Technologies used: Docker, PostgreSQL, pgAdmin, Python, pandas, SQLAlchemy, Terraform, GCP, AWS

Cloud Service Comparison - GCP vs AWS:

GCP Service AWS Equivalent Purpose
Google Cloud Storage (GCS) Amazon S3 Data Lake storage
Uniform Bucket Level Access S3 Public Access Block Secure bucket access
Object Lifecycle Rules S3 Lifecycle Configuration Automatic data expiration
BigQuery Dataset AWS Glue Catalog Database Metadata & query layer
Service Account JSON Key IAM User Profile (AWS CLI) Authentication

Authentication Difference:

  • GCP: Requires my-creds.json service account key file
  • AWS: Uses IAM profile from ~/.aws/credentials (no separate file needed)

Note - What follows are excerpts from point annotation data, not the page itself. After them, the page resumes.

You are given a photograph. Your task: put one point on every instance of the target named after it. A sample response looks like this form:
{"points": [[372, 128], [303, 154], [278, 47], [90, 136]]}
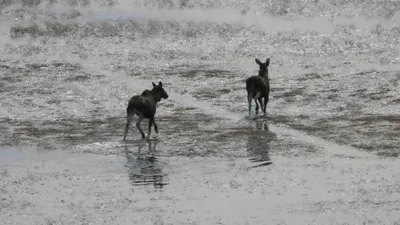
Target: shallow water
{"points": [[68, 69]]}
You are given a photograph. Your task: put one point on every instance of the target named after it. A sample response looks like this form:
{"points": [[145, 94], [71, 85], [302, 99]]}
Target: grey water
{"points": [[68, 69]]}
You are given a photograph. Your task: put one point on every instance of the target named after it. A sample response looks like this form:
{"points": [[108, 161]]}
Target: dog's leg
{"points": [[257, 106], [155, 126], [249, 98], [261, 103], [265, 104], [150, 124], [141, 117], [129, 118]]}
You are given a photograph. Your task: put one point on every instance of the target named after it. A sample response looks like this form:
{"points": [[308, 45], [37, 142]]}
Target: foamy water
{"points": [[68, 69]]}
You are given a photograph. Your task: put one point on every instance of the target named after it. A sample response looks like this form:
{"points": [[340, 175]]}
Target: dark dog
{"points": [[258, 87], [144, 106]]}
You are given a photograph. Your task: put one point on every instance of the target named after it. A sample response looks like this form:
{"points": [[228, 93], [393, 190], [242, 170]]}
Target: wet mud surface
{"points": [[326, 152]]}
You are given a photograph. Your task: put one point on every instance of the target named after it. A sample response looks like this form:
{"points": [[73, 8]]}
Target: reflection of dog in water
{"points": [[145, 169], [258, 144]]}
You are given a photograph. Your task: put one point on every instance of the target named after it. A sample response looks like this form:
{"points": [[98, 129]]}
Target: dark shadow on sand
{"points": [[144, 168], [258, 144]]}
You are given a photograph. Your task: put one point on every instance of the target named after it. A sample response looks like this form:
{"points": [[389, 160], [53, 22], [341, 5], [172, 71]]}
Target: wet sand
{"points": [[63, 187]]}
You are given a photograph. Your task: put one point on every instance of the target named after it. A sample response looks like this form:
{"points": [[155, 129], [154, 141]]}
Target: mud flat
{"points": [[136, 186]]}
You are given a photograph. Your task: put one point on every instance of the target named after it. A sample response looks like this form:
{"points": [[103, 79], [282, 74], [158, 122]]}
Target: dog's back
{"points": [[256, 87]]}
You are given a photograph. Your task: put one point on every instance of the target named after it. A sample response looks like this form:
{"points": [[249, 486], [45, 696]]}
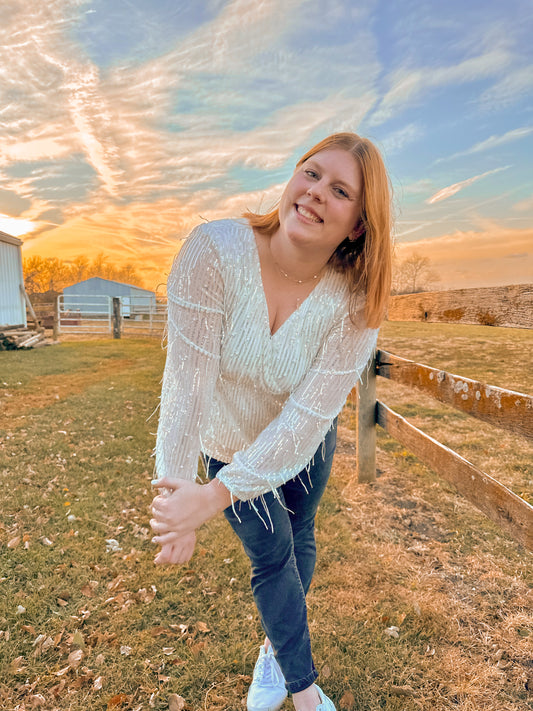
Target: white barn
{"points": [[12, 299], [85, 296]]}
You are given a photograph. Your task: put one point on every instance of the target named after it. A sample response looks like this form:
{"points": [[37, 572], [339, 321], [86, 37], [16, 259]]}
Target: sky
{"points": [[123, 123]]}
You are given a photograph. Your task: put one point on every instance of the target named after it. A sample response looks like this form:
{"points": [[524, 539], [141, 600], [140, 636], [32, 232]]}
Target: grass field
{"points": [[419, 602]]}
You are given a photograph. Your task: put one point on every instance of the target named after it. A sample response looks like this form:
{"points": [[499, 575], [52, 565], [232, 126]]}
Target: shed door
{"points": [[12, 304]]}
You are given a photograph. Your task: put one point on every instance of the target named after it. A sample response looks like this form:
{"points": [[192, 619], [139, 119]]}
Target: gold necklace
{"points": [[296, 281]]}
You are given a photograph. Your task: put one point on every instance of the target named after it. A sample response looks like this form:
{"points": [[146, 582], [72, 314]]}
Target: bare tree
{"points": [[53, 274], [413, 274]]}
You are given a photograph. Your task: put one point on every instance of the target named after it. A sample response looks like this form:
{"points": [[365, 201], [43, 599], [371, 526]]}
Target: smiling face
{"points": [[321, 204]]}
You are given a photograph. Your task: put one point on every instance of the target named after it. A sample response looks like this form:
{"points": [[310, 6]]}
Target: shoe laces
{"points": [[265, 670]]}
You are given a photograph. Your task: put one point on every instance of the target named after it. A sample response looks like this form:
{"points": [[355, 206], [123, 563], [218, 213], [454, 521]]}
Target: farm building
{"points": [[12, 298], [88, 296]]}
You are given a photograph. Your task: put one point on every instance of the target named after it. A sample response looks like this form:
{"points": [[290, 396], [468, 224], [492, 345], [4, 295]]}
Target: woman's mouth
{"points": [[308, 214]]}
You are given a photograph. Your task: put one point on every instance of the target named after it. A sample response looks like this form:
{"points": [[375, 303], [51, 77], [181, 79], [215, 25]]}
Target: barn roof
{"points": [[4, 237], [111, 281]]}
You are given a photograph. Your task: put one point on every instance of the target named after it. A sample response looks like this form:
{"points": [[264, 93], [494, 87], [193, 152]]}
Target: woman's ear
{"points": [[357, 231]]}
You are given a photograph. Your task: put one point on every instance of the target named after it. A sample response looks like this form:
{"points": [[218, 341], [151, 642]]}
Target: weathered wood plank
{"points": [[503, 408], [366, 424], [495, 500]]}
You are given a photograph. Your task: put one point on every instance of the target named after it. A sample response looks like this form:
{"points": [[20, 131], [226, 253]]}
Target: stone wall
{"points": [[510, 306]]}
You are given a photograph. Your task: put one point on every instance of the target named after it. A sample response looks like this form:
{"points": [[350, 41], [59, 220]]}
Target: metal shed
{"points": [[89, 295], [12, 299]]}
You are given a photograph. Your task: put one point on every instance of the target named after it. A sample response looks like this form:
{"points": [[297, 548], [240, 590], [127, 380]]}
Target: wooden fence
{"points": [[504, 408]]}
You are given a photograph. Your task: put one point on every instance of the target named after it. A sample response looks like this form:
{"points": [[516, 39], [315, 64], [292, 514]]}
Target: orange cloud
{"points": [[492, 257]]}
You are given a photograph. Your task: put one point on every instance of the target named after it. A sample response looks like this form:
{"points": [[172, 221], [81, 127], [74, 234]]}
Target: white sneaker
{"points": [[267, 691], [325, 703]]}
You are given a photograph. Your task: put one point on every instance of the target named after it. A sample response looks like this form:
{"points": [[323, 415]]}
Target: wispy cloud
{"points": [[492, 142], [451, 190], [470, 258], [407, 85]]}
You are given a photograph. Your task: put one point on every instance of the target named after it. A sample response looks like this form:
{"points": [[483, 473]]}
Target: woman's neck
{"points": [[298, 265]]}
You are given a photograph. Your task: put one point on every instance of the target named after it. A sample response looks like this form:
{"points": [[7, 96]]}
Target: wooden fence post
{"points": [[116, 317], [56, 324], [366, 424]]}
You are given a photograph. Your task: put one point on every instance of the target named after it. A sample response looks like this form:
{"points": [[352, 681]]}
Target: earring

βœ… Module 2: Workflow Orchestration

Status: Completed | Folder: 02-workflow-orchestration/

What I learned:

  • Kestra fundamentals - Modern declarative workflow orchestration platform
  • ETL pipeline orchestration - Extract, transform, and load NYC taxi data to GCP
  • Variables and expressions - Dynamic workflow configuration using Jinja templating
  • Backfill functionality - Historical data processing for multiple time periods
  • Scheduled triggers - Automated workflow execution with timezone support
  • GCP integration - Cloud Storage and BigQuery data loading
  • Secrets management - Secure credential handling with base64 encoding
  • Docker Compose orchestration - Multi-service setup (Kestra + PostgreSQL + pgAdmin)

Key deliverables:

  • Homework 02 - Workflow orchestration and data pipeline exercises βœ…
  • Working Kestra instance with PostgreSQL backend via Docker Compose
  • Automated ETL flows processing millions of taxi trip records
  • GCP bucket and BigQuery dataset created via Terraform-like flows
  • Backfill executions for all 2020 data (Yellow: 24.6M rows, Green: 1.7M rows)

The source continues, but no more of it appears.